Between 1880 and 1920, some 2 million Jews emigrated from Eastern Europe to America, bringing with them their stories, memories and songs. Among them were the actors and playwrights who fled Russian lands, first to Paris and London, when the czar banned performances in Yiddish.

Volunteers with the Judah L. Magnes Museum docent outreach program have documented the history of the Yiddish theater in a slideshow. It is one of 12 slideshows being presented by docents around the Bay Area. Other subjects include Jewish art, folk beliefs, wedding customs and the Gold Rush.

Yiddish theater was an important social and educational tool that helped Jews become Americanized, said Rose Levine of Castro Valley, the longtime docent outreach coordinator at the Magnes.

Levine and husband Hillel were instrumental in putting together the Yiddish theater slideshow.

“We talk about the actors and their lives and the characters they created, and what Yiddish theater gave to the immigrants,” Levine said recently over lunch.

“They saw on the stage, people like themselves,” she continued. “They saw on the stage new concepts, plays that exposed the old ways of matchmaking, dressing and doing business.
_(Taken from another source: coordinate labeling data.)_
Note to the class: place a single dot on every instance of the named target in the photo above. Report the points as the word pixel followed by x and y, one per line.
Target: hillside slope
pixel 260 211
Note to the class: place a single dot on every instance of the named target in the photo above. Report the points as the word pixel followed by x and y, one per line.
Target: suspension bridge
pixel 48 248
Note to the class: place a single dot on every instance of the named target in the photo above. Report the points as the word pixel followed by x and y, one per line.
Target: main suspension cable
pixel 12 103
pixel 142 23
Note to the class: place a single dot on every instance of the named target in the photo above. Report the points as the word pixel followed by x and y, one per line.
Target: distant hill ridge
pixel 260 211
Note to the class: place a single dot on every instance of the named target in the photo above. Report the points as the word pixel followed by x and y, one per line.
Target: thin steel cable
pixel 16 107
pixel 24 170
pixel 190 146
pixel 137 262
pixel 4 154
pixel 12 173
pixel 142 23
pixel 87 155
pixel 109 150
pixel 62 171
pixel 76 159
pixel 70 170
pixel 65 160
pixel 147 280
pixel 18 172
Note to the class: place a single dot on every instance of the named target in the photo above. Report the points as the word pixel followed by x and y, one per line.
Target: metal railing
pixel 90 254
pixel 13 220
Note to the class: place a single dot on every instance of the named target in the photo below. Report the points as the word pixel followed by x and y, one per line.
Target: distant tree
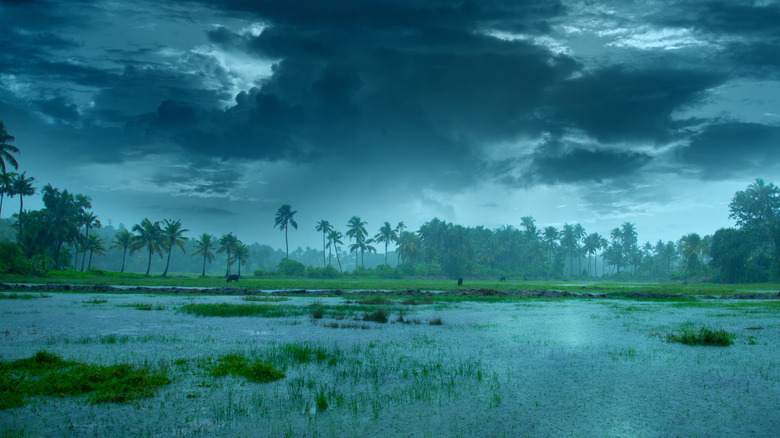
pixel 324 227
pixel 6 149
pixel 356 229
pixel 23 187
pixel 173 235
pixel 6 186
pixel 88 219
pixel 757 210
pixel 204 245
pixel 242 255
pixel 227 244
pixel 94 245
pixel 386 235
pixel 123 240
pixel 334 239
pixel 551 241
pixel 284 218
pixel 149 235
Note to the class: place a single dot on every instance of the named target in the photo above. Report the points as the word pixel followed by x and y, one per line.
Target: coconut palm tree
pixel 334 239
pixel 242 255
pixel 6 149
pixel 23 187
pixel 123 240
pixel 89 219
pixel 173 235
pixel 324 227
pixel 94 245
pixel 551 236
pixel 227 244
pixel 149 235
pixel 203 245
pixel 386 234
pixel 6 181
pixel 356 229
pixel 284 218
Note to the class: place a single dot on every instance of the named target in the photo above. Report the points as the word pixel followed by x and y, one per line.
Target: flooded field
pixel 574 367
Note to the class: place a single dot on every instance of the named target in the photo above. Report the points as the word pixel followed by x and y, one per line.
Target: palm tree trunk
pixel 149 266
pixel 168 263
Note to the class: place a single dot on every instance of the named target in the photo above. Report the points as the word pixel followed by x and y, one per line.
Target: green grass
pixel 241 366
pixel 17 296
pixel 46 374
pixel 703 336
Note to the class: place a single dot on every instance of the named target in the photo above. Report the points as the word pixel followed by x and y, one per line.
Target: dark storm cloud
pixel 733 148
pixel 623 104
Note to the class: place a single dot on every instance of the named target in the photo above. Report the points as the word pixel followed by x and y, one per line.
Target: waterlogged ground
pixel 529 368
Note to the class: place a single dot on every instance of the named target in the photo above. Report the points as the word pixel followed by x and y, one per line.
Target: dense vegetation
pixel 67 234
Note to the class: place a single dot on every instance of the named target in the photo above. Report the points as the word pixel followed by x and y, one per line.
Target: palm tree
pixel 6 181
pixel 334 239
pixel 324 227
pixel 399 230
pixel 242 255
pixel 228 243
pixel 173 235
pixel 149 235
pixel 551 236
pixel 284 217
pixel 356 229
pixel 6 149
pixel 94 245
pixel 204 244
pixel 89 219
pixel 23 187
pixel 386 234
pixel 123 240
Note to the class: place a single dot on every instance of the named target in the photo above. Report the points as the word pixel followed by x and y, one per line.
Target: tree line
pixel 62 235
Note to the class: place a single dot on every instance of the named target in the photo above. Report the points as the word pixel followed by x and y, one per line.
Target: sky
pixel 474 112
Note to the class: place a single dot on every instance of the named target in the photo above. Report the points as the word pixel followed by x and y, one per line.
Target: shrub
pixel 291 268
pixel 704 336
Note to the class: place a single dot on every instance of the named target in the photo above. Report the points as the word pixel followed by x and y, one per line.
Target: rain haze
pixel 473 112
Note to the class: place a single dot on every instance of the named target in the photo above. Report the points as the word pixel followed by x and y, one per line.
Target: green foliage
pixel 12 259
pixel 703 336
pixel 291 268
pixel 240 366
pixel 46 374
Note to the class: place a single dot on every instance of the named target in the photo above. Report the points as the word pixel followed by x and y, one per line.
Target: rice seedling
pixel 703 336
pixel 46 374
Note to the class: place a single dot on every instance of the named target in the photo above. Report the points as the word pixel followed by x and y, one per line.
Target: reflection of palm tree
pixel 149 235
pixel 6 149
pixel 123 240
pixel 173 236
pixel 334 239
pixel 23 187
pixel 386 234
pixel 324 227
pixel 284 217
pixel 204 244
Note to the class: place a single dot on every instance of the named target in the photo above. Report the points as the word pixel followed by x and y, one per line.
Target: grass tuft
pixel 703 336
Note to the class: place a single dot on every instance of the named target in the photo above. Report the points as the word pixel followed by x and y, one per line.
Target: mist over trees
pixel 67 234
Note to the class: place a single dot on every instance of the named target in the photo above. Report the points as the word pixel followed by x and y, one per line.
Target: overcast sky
pixel 475 112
They were taught, through these plays how not to be ‘green.'”

Levine laughed: “Actually, there are a whole slew of plays with the word ‘green’ in the title.”

The theater was more than an educational tool. It also provided a social outlet where new immigrants could meet and mingle with others like themselves.

Performances often were raucous affairs. A constant exchange between the audience and the actors took place. Music was used, even in serious plays, and often performances morphed into a community sing-along. Sheet music was sold at intermission, and people could buy the score and learn it at home.

The plots ranged from grandiose and operatic versions of Bible stories to tearjerkers, romances and slapstick comedy.

Then more serious playwrights like Jacob Gordin came along. Gordin was disgusted with the frivolous entertainment at Yiddish theaters, so he decided to write Yiddish versions of theatrical classics.

This ushered in the Golden Age of Yiddish theater, with actors and actresses whose popularity was, if limited to a certain population, not unlike that of the Hollywood stars of today.

One of those stars was Jacob Adler, a theater idol of the early 1900s. His performance in “The Yiddishe King Lear” was reputed to have been magnificent. In one performance, when Lear has been turned out by his daughters and is begging in the street, an audience member rose in his seat and declared: “For shame. Come home with me and I’ll take care of you.”

Adler also played Shylock in “The Merchant of Venice” and, so great was the word-of-mouth that a Broadway producer came to the Lower East Side to see him. Adler was invited to come uptown and play the role on Broadway. “Ah, but I can only do it in Yiddish,” the actor said. And so he did, while the other members of the Broadway cast spoke Shakespeare’s lines in English, as they were written.

Boris Thomashefsky, an accomplished actor himself, is credited with bringing Yiddish theater to America. As a boy of 12, working in a cigarette sweatshop, he heard his fellow workers singing songs from the Yiddish theater in the Old Country and fell in love with them, Levine related.

After convincing a Lower East Side tavern owner to finance some actors to come over from Europe, he formed a troupe and announced the opening play, titled “The Witch.” The “uptown Jews,” who felt themselves thoroughly Americanized and objected to a performance in Yiddish, attempted a little sabotage.

The leading lady was bribed to fake a sore throat and refuse to perform. According to his grandson San Francisco Symphony Music Director Michael Tilson Thomas — young Boris put on a woman’s costume, with padding in all the right places, and went on in her place.

Other stories involve actors who went beyond the Yiddish theater to broader fame: Molly Picon, Paul Muni and a very young Walter Matthau. Not only did the Yiddish theater exert a great influence on the American theater at large, it spawned an entire generation of Jewish comics.